A rede que se urde passará uma borracha sobre as decisões que o STF tomou em 2012, com o voto de Gilmar, no julgamento do mensalão, ao condenar Dirceu, Genoíno e Delúbio por corrupção passiva por terem atuado no financiamento oculto do PT. Ali, o caixa dois foi caracterizado como corrupção. Crime contra a democracia, dizia Joaquim Barbosa. Ofensa à sociedade, bradava a ministra Carmem Lúcia, irada com as afirmações de Delúbio ao chamar de “recursos eleitorais não contabilizados” o dinheiro do valerioduto.
Agora, quando ninguém pode mais fingir desconhecer que praticamente todos os partidos, começando por PSDB e PMDB, são bancados por empreiteiras (e bancos, e indústrias e outras empresas), Gilmar diz que não podemos ir para a eleição do ano que vem sem uma nova regulamentação. “Agora imagina o que vai ser uma eleição presidencial, em que vamos ter esta corrida de elefantes, com um sistema sem regulação”. Que ela venha logo, antes de setembro para que possa vigorar no ano que vem, adverte. A Constituição exige que regras eleitorais sejam votadas um ano antes do pleito. Então, para estar pronta em setembro, esta nova regra teria que começar a ser discutidas agora. Nem Gilmar, nem FHC, nem os ministros do STF sabiam que o caixa dois comandava o sistema eleitoral brasileiro. “Temos que encontrar um outro meio de financiamento eleitoral que não seja esse”, diz Gilmar, que segurou por mais de um ano a ação da OAB que arguiu, e fez prevalecer, a proibição das doações privadas, ora em vigor. Em 2012, Gilmar e a maioria do STF não sabiam que o meio era esse, e que não apenas o PT se valia dele.

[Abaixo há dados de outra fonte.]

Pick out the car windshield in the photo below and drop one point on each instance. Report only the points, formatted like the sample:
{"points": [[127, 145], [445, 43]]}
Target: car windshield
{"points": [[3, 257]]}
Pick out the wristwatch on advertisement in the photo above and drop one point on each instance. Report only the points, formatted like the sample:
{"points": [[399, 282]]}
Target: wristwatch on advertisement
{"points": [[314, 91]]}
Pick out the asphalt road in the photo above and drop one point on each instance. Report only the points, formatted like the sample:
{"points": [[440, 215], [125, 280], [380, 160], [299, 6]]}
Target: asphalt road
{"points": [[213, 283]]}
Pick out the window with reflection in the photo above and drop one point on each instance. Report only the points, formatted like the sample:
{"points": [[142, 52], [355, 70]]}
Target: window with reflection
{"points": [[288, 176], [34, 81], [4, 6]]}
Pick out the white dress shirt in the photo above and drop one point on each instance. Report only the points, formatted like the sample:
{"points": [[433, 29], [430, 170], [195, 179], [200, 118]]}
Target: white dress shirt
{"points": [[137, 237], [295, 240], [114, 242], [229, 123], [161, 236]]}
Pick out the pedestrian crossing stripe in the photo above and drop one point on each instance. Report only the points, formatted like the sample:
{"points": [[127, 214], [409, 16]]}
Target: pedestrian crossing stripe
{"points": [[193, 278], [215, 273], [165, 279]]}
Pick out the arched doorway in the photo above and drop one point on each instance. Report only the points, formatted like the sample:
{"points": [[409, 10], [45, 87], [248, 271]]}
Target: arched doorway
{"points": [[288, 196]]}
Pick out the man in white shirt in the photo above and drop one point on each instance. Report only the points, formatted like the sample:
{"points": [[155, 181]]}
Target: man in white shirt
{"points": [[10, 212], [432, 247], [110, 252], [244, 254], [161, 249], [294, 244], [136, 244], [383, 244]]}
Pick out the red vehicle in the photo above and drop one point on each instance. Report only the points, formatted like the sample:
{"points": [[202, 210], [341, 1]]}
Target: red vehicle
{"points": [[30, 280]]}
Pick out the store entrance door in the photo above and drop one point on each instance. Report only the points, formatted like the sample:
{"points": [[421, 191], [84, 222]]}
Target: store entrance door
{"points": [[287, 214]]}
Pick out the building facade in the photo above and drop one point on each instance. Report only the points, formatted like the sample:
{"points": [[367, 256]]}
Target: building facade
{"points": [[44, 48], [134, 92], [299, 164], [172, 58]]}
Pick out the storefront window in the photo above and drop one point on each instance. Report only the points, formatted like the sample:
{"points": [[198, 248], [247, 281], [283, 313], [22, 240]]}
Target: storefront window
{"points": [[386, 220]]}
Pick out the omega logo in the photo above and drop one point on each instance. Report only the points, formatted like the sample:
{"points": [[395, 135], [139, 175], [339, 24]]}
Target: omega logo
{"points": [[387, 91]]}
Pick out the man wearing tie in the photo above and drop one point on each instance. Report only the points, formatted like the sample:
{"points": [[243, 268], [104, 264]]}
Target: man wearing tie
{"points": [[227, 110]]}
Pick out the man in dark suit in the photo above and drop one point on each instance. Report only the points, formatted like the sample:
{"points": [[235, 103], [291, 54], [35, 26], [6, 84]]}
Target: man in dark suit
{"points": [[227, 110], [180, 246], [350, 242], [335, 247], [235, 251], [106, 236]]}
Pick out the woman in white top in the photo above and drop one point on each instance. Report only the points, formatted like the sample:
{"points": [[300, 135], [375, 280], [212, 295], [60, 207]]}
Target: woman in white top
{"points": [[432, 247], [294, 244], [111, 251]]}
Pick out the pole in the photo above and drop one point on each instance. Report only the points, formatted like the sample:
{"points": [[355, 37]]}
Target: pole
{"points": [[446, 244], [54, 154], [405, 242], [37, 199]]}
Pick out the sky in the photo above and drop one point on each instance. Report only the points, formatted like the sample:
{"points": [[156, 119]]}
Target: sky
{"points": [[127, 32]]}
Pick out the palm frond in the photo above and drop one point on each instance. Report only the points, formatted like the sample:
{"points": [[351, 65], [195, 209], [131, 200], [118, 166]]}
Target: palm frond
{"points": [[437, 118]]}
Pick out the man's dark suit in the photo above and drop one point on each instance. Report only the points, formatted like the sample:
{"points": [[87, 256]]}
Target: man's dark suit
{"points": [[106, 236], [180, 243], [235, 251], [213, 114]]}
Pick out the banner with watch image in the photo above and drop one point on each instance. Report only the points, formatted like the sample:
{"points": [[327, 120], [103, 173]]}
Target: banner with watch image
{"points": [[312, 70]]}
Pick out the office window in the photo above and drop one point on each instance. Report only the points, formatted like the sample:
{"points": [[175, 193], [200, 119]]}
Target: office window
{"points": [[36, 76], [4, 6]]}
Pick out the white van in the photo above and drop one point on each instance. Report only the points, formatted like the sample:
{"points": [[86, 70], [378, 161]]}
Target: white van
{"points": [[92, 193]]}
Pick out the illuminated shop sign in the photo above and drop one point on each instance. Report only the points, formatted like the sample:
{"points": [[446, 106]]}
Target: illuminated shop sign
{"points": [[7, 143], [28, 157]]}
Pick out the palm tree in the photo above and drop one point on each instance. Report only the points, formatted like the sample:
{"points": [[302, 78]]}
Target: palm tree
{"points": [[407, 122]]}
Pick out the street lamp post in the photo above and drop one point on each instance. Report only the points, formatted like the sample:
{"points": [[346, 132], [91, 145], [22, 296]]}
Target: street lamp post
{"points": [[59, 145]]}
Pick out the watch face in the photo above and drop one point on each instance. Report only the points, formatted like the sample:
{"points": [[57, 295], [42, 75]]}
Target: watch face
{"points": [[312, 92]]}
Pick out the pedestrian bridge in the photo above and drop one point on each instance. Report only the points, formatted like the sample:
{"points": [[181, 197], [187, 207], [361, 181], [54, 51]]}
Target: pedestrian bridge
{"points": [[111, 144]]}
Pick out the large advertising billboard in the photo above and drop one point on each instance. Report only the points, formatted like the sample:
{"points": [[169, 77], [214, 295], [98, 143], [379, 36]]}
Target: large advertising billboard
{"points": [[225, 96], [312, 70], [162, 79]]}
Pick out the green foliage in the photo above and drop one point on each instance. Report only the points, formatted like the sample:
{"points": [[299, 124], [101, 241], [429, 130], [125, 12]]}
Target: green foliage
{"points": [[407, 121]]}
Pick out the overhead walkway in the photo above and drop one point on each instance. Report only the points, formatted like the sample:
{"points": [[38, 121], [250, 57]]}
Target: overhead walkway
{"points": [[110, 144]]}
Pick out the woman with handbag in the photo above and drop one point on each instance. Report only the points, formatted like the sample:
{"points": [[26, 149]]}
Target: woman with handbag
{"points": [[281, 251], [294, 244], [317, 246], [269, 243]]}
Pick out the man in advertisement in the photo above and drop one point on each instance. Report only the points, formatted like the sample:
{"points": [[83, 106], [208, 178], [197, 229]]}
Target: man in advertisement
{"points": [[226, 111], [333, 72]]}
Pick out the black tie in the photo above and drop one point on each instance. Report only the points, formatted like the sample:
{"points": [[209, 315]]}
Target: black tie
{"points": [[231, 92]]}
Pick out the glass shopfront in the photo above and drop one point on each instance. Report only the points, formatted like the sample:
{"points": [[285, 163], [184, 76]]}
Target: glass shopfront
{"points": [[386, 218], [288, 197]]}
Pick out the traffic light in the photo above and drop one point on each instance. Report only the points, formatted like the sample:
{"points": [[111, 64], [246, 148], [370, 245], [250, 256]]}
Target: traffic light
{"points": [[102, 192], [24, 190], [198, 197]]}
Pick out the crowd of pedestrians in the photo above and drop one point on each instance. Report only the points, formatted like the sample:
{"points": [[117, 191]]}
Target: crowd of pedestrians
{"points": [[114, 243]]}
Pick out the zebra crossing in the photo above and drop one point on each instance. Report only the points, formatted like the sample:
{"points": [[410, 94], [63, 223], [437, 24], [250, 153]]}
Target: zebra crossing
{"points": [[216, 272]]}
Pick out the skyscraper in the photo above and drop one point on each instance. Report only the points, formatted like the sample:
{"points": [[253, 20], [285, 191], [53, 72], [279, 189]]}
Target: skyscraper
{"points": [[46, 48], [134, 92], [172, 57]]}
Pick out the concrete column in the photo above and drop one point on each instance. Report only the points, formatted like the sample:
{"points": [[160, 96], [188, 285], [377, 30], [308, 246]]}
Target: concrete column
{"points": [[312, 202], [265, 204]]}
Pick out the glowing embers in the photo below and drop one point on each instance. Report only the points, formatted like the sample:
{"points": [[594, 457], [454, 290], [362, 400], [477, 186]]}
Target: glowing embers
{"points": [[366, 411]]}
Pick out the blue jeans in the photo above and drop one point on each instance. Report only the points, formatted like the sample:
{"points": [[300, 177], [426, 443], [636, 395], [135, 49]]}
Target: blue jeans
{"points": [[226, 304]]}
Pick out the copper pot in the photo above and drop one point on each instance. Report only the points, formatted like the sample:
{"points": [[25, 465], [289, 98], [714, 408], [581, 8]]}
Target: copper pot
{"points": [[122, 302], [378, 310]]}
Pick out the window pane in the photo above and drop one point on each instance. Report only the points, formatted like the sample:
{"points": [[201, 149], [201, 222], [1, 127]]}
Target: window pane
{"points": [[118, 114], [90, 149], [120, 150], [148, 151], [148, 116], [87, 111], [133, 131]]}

Realmente, um festival de hipocrisias assola a terra dos papagaios. Uma das mais descaradas é a que tenta nos convencer de que Michel Temer não tratou atuou na captação de dinheiro ilegal, pois no jantar com Marcelo Odebrecht não discutiu valores. Pediu mas não fixou a cifra. Logo, está limpo. Depois da sobremesa e do café ele pediu licença e deixou que Eliseu Padilha ficasse na mesa com os homens da empreiteira acertando o pagamento dos R$ 10 milhões, que depois passaram a ser R$ 11,3 milhões. No poder, as coisas são assim mesmo. O “chefe” nunca se rebaixa para falar em cifras. Para isso, tem seus operadores. Mas a palavra que pesa é a dele e o próprio Planalto, em nota, reconheceu que Temer “pediu auxílio formal e oficial” para a chapa presidencial de 2014, onde figurava como vice. Sua defensa tenta negar até nota oficial. Marcelo Odebrecht, ao dizer que Temer não falou em valores, também lançou-lhe uma boia salva-vidas. Lealdade de classe. Mas ontem seu ex-executivo Claudio Mello Filho reafirmou que houve o pedido e que os valores foram discutidos.
Então fica combinado entre todos, inclusive com o TSE: até aqui, ninguém sabia que nossa democracia era de araque. Que o voto tinha preço e que quem arrecadasse mais dinheiro do caixa dois conseguiria comprar mais votos, turbinando campanhas e contratando marqueteiros a peso de ouro. Agora que estamos sabendo de tudo isso, vamos mudar as regras e daqui para a frente será tudo diferente. Bem, houve aqueles petistas condenados lá atrás por caixa dois, ou melhor, por corrupção passiva sob a forma de caixa dois. Foi um acidente, o que está feito está feito e vamos em frente.